- Born: September 1, 1942 (age 83) New York, New York
- Occupations: Government official and an author

= Michael Nacht =

American government official (born 1942)

Michael Leonard Nacht (born September 1, 1942) is an American government official and an author of five books and 70 journal articles.

Born in New York City, Nacht graduated from Christopher Columbus High School in 1959. He earned a B.S. degree in aeronautics and astronautics from New York University in 1963, an M.S. degree in statistics from Case Western Reserve University in 1966, an M.S. degree in operations research from New York University in 1969, an M.A. degree in political science from the New School for Social Research in 1970 and a Ph.D. degree in political science from Columbia University in 1973.

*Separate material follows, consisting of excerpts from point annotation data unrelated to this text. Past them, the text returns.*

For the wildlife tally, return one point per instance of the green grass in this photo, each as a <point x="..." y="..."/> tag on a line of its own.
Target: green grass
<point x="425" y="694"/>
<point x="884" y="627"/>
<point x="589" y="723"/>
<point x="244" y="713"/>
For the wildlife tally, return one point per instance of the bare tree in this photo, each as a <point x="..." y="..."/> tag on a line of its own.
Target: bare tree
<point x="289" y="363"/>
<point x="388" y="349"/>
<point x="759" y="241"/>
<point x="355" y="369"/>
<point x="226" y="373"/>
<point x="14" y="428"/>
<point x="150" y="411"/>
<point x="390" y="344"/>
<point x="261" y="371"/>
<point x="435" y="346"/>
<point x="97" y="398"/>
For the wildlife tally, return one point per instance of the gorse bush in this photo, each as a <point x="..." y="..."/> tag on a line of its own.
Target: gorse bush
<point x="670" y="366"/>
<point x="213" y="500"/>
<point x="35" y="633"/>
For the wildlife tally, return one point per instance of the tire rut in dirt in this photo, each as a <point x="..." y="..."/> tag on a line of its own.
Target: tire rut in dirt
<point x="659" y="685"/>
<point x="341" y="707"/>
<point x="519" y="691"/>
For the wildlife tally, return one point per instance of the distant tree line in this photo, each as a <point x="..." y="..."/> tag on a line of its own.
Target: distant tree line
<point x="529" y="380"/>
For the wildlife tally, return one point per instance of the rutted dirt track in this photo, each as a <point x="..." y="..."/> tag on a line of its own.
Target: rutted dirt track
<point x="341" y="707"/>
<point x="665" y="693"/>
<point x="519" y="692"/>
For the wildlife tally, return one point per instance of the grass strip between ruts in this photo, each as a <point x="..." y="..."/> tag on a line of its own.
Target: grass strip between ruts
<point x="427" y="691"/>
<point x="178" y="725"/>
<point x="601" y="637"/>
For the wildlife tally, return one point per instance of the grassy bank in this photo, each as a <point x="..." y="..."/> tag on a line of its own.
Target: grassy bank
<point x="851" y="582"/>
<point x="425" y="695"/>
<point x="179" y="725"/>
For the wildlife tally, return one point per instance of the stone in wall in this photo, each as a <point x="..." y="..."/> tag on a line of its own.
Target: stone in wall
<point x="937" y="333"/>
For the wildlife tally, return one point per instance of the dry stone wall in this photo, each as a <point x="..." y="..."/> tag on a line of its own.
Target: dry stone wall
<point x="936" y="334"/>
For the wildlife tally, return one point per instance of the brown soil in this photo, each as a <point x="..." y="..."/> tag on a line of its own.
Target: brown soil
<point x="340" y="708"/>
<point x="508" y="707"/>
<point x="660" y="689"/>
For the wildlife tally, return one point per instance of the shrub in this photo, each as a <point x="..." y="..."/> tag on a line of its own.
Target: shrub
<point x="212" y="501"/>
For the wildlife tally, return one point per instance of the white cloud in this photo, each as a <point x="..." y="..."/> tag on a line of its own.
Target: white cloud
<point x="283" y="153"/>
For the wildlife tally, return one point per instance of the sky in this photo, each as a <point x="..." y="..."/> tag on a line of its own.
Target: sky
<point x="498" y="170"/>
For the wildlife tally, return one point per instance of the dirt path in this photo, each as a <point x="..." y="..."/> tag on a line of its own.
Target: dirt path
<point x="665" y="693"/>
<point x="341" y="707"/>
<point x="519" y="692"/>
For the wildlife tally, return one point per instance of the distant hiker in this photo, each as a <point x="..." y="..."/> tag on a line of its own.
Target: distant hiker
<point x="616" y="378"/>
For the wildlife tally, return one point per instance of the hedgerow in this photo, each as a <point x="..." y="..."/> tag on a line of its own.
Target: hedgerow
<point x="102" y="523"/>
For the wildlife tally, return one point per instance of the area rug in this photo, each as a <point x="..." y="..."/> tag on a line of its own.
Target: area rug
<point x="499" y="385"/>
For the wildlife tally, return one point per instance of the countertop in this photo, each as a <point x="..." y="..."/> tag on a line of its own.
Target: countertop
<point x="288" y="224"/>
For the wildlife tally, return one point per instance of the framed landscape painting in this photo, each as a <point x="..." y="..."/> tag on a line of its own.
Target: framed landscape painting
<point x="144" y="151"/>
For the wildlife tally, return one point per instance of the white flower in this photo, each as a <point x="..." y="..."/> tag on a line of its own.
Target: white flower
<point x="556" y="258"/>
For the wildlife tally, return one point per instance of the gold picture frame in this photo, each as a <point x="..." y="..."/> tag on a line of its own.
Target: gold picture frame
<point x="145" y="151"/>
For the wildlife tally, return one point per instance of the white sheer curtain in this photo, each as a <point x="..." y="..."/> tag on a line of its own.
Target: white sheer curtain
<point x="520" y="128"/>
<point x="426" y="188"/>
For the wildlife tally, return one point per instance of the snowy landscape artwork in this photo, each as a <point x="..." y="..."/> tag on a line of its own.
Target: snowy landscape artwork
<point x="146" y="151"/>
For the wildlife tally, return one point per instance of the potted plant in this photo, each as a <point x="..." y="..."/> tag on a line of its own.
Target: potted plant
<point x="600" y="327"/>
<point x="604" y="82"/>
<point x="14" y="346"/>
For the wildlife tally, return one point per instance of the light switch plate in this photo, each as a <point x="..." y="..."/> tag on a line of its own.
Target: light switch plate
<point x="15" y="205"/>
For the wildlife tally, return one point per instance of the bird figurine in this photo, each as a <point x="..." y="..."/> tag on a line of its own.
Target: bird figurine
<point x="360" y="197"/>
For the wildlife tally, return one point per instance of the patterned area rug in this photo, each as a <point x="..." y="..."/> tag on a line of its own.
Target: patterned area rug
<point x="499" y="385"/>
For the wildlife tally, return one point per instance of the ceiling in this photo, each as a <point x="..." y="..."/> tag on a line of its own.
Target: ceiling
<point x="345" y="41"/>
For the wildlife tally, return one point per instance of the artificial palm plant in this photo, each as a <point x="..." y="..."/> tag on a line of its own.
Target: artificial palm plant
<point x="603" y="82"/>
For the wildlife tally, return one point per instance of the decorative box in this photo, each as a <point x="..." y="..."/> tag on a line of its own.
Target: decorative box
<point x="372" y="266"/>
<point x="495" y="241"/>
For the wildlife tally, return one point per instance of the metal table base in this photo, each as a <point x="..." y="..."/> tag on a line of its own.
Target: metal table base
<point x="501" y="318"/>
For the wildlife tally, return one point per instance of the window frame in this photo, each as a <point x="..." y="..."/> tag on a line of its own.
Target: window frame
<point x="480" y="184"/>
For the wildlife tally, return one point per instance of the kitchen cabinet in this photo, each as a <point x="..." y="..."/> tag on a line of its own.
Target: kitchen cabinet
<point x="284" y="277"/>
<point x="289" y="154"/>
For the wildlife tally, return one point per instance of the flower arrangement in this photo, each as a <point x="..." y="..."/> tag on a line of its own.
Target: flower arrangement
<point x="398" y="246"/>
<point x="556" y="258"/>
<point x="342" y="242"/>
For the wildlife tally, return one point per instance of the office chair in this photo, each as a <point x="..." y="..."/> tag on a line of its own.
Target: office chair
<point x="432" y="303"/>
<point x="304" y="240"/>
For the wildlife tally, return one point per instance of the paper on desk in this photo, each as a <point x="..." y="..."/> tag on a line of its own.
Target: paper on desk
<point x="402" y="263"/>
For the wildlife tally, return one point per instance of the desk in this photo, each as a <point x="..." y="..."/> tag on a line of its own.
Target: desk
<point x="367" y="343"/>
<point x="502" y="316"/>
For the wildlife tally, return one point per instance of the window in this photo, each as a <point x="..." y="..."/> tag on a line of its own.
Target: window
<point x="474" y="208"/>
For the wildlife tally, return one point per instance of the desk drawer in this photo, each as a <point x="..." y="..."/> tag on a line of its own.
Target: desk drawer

Nacht was an associate director at the Center for Science and International Affairs at Harvard Kennedy School of Government from 1973 to 1984, and then, from 1986 to 1994 worked as a dean and professor at the School of Public Affairs of the University of Maryland. From 1994 to 1997 he worked as an assistant director of Strategic and Eurasian Affairs of the Arms Control and Disarmament Agency and helped the Clinton administration to negotiate the arms reduction between United States, Russia and China. From 1998 to 2008 he was a dean at the Goldman School of Public Policy in the University of California, Berkeley. After the September 11 attacks, he became an Assistant Secretary of Defense for Robert Gates. On May 18, 2009, he was appointed as an Assistant Secretary of Defense for Global Strategic Affairs. He is currently a full professor of public policy at the University of California, Berkeley, where he teaches a course on nuclear security.